Ora questa linea non è più in esercizio, sostituita da una più moderna e veloce ferrovia; la tratta tra Carnia e Pontebba fu dismessa nel 1995, quella fino a Valbruna nel 1999 e un anno dopo anche la tratta fino al confine cessò di funzionare.
La curiosità per questa imponente opera mi è venuta quando cercavo l'accesso per il forte di Chiusaforte e, per sbaglio, mi sono ritrovato sulla massicciata che corre sotto il forte stesso.
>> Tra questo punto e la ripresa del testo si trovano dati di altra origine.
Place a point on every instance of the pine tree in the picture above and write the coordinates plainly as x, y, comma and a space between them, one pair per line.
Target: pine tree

Con una certa lungimiranza, si è deciso di non abbandonare a se stesso questo percorso e di trasformarlo in pista ciclabile: la futura Ciclovia Alpe Adria. Purtroppo i lavori procedono a rilento e l'unico tratto percorribile attualmente è quello tra Camporosso e Coccau; gli altri tratti sono sbarrati dai vari cantieri ma la curiosità di percorrere comunque questo itinerario, in anticipo rispetto all'apertura ufficiale, mi ha portato sulla vecchia statale che percorre il fondo valle fino a Chiusaforte; qui, lasciata la macchina all'uscita nord del paese, mi porto sulla riva del Fella per ammirare un imponente ponte in ferro lungo centocinquanta metri poggiato su un solo grosso pilastro in pietra collocato al centro del greto del fiume. 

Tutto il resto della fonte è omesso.